La parité dans les partis et aux fonctions électives, c'est pas gagné, mais ça progresse! Après l'introduction du principe "d'égal accès des femmes et des hommes aux mandats électoraux et fonctions électives" dans l'article Premier de la Constitution, le nombre de candidatures féminines aux Législatives a doublé entre 1997 et 2007. Mais stagne depuis. Pour relancer le mouvement paritaire, il est envisagé de renforcer le mécanisme de sanction des partis qui dérogent à la règle. Oui, oui, on sait, des "candidates", on a du mal à en trouver. Ben, voilà, il va falloir un peu mieux chercher. Et peut-être revoir un peu les codes et les styles du monde politique aux fins de le rendre un peu plus accueillant à la diversité. Non, non, le modèle "tous les coups sont permis et que les plus faibles jettent l'éponge en pensant que la politique, c'est décidément pas leur truc" n'est pas le seul et l'unique.
Mais c'est surtout à la deuxième partie de la phrase inscrite dans la Constitution, qui stipule aussi l'égal accès aux "responsabilités professionnelles et sociales" que s'attaque le projet de loi : Chambres de Commerce et d'Industrie, Chambres d'Agricultures mais aussi fédérations sportives et grands établissements publics sont encore largement à la traîne en matière de féminisation de la gouvernance.
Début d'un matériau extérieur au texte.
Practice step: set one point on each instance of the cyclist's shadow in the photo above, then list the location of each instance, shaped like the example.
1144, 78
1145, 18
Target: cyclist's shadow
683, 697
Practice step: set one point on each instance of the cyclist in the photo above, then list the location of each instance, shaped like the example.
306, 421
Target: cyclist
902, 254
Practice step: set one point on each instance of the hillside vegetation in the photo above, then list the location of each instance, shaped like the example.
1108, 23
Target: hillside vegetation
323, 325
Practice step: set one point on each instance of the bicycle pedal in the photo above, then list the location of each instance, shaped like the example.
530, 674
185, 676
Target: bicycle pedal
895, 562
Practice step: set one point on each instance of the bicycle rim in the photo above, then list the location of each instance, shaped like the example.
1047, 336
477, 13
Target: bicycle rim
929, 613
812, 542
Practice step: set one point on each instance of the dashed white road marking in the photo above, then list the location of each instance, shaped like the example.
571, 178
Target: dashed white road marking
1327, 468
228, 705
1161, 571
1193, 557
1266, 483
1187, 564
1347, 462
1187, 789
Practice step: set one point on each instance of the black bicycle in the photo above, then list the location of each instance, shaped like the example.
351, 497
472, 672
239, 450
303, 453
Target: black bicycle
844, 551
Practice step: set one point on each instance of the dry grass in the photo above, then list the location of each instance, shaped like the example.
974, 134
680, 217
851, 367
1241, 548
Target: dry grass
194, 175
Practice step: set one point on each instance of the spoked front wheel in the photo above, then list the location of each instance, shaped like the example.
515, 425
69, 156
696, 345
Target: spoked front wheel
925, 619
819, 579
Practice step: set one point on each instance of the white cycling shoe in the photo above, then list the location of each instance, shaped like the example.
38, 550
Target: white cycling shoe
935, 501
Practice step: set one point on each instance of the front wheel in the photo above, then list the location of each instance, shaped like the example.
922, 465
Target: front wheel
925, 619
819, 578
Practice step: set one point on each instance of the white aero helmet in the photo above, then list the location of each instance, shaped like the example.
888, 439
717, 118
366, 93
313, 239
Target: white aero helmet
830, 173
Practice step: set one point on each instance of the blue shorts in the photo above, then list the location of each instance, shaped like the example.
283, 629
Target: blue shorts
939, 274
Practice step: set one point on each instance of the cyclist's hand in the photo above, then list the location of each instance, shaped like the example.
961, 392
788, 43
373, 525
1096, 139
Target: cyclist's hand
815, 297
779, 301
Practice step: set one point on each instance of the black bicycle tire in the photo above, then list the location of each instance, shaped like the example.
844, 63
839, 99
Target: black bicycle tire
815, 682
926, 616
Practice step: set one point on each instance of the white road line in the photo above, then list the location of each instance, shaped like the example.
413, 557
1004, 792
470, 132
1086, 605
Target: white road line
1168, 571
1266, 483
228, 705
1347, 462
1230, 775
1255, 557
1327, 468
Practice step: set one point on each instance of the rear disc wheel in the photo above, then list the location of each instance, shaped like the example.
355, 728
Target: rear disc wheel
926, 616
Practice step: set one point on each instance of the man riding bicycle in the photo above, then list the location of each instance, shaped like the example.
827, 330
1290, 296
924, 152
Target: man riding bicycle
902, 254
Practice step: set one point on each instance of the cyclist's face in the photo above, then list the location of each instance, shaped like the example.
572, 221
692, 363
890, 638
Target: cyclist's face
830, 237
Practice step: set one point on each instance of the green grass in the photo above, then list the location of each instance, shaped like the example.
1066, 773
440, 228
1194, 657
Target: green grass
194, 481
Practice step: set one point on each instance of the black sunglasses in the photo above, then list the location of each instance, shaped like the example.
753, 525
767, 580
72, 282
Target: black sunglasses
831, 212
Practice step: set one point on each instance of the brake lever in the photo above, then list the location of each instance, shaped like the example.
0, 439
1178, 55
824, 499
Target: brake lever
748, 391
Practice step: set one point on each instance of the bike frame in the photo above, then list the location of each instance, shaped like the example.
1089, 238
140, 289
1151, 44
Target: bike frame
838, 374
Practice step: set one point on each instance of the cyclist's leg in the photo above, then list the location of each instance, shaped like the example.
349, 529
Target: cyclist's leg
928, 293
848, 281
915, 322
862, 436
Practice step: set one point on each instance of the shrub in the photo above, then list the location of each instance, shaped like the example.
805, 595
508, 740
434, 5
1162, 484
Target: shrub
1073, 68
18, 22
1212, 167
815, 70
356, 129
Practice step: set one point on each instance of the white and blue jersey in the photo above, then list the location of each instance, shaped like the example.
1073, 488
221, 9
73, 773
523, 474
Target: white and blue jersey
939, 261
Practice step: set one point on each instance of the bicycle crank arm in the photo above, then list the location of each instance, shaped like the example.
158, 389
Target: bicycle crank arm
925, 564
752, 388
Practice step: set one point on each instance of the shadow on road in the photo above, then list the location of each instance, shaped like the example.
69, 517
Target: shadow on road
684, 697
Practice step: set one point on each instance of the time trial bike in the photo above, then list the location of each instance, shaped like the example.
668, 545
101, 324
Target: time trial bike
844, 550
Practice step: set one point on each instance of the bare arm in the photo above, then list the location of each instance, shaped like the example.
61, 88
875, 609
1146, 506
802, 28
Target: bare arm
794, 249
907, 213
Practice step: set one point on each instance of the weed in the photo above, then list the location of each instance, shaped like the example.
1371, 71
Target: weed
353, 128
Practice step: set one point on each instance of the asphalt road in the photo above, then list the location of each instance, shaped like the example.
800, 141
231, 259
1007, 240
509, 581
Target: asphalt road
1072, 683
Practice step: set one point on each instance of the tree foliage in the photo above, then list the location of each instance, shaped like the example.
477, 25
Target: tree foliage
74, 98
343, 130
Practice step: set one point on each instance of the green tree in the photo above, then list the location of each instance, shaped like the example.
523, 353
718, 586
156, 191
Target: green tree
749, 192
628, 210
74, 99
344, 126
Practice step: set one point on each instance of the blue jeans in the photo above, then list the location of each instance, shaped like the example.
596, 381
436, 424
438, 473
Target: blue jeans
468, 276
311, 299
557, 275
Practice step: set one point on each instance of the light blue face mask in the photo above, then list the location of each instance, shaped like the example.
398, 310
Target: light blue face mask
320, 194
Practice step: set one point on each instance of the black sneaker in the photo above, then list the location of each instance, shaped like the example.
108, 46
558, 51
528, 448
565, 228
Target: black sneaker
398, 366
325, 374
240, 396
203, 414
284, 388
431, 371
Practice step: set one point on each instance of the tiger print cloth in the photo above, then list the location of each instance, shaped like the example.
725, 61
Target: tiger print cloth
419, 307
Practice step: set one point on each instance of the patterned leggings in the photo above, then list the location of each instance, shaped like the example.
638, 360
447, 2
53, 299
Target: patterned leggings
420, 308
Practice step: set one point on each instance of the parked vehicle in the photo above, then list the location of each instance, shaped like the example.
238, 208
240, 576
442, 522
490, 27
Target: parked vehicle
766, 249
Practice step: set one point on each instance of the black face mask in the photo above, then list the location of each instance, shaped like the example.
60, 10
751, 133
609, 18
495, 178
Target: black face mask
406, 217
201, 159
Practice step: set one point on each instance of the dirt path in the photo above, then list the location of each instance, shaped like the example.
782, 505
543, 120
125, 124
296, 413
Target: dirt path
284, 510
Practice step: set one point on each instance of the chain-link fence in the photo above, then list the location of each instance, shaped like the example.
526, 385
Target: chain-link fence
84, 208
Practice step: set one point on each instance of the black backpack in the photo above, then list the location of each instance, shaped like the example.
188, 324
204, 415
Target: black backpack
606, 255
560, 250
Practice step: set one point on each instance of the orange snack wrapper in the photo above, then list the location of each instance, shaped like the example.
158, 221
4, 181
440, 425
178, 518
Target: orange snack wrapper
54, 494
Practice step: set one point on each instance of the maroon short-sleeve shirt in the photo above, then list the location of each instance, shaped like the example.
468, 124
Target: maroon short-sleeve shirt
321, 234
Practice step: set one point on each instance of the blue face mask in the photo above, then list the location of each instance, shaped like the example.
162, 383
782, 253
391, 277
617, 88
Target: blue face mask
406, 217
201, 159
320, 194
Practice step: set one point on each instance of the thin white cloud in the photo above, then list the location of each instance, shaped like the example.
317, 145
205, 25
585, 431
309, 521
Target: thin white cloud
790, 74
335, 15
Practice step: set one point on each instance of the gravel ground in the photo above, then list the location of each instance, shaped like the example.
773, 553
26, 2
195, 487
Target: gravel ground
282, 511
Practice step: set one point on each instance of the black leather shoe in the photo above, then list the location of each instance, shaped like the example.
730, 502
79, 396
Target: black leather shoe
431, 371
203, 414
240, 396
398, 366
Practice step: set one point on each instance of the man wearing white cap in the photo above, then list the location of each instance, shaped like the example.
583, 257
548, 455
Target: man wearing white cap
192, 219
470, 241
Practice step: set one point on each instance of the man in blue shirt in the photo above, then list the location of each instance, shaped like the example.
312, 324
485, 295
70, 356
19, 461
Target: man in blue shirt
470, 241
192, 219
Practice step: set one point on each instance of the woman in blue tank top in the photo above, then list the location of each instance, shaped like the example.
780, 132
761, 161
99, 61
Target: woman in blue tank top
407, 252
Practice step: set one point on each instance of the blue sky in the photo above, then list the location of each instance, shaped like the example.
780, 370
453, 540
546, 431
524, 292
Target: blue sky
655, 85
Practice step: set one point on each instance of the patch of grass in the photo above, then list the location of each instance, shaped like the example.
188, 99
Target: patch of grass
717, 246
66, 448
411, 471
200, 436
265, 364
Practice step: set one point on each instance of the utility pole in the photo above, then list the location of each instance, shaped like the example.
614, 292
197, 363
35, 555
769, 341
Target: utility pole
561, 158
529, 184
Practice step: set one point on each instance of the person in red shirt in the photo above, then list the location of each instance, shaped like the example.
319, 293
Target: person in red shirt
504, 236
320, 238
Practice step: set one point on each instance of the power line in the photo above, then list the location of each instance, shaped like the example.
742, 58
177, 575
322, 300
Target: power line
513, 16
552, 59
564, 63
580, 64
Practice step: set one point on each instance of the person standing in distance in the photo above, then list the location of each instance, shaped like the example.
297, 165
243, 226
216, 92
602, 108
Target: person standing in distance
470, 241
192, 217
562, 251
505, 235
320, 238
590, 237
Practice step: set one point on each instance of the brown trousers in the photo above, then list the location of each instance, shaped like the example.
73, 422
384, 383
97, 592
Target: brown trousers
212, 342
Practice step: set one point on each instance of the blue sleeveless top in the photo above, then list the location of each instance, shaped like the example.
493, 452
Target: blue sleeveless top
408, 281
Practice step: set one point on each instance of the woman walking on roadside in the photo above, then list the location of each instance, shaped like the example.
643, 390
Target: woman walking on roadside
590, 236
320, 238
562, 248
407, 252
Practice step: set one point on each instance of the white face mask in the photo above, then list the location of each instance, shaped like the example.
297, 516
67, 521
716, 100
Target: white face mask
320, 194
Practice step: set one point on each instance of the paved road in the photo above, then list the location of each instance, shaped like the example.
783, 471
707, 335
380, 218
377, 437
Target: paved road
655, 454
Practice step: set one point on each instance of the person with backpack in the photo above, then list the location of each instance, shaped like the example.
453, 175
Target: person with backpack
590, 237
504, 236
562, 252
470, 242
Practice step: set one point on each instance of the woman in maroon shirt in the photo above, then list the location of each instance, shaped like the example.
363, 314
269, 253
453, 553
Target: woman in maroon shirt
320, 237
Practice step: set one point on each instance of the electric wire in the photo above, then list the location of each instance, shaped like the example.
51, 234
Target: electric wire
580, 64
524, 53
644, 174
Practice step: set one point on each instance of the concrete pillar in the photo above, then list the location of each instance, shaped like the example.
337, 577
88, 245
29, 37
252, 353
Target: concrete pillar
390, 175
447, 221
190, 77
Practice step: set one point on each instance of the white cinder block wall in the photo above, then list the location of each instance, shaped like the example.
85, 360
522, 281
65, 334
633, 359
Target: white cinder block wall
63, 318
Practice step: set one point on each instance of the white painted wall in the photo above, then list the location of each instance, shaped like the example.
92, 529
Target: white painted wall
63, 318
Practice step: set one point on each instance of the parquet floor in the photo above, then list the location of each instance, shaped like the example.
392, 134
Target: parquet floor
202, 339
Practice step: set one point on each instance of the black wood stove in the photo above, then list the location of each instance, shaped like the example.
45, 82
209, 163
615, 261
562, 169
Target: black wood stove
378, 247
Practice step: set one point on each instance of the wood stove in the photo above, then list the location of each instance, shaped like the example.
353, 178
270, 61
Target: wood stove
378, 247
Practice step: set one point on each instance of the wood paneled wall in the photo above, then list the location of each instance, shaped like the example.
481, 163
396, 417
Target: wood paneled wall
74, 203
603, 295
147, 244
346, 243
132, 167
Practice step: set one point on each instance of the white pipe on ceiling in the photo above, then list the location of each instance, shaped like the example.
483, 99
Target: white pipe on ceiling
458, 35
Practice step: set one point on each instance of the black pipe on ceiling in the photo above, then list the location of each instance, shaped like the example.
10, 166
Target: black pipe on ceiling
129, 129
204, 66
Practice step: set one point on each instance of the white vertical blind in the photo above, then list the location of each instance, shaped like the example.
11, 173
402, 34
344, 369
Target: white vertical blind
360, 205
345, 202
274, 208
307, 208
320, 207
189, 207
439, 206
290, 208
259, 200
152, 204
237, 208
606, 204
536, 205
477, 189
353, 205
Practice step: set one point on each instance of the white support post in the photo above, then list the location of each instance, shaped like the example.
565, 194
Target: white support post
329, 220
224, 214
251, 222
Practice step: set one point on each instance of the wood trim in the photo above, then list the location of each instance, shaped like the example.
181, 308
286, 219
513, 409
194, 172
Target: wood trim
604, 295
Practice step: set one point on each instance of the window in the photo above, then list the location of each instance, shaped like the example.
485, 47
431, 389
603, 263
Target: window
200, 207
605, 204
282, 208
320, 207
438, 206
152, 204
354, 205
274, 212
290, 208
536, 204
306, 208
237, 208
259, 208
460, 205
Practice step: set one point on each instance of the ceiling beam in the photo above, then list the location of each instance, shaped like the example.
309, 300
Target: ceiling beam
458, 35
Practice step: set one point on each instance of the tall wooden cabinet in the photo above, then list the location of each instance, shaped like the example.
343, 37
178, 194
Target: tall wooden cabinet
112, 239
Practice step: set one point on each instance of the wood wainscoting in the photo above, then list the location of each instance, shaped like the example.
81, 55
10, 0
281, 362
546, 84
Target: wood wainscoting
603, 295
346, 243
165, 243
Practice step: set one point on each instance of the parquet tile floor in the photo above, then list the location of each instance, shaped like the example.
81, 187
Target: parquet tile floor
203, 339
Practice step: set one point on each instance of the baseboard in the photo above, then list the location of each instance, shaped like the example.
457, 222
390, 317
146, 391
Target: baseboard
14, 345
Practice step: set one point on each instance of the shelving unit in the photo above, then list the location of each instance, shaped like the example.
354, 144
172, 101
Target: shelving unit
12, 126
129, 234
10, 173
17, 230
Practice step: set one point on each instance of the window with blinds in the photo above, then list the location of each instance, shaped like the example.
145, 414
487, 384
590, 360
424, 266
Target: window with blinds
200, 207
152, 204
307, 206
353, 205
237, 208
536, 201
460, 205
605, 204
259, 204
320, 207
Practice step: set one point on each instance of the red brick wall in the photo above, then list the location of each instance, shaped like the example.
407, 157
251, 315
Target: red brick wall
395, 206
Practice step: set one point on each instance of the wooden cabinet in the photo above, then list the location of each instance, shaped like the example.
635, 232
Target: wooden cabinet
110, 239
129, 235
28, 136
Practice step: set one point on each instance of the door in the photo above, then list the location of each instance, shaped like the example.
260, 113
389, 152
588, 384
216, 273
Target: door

La réforme prévoit donc la systématisation de la parité dans ces instances.
Enfin, elle étend les compétences du CSA pour assurer une meilleure représentation des femmes dans les médias et une lutte active contre la diffusion des stéréotypes sexistes... Un sujet à suivre de près : le Président de France Télévisions vient précisément de prendre des engagements multiples sur ce thème...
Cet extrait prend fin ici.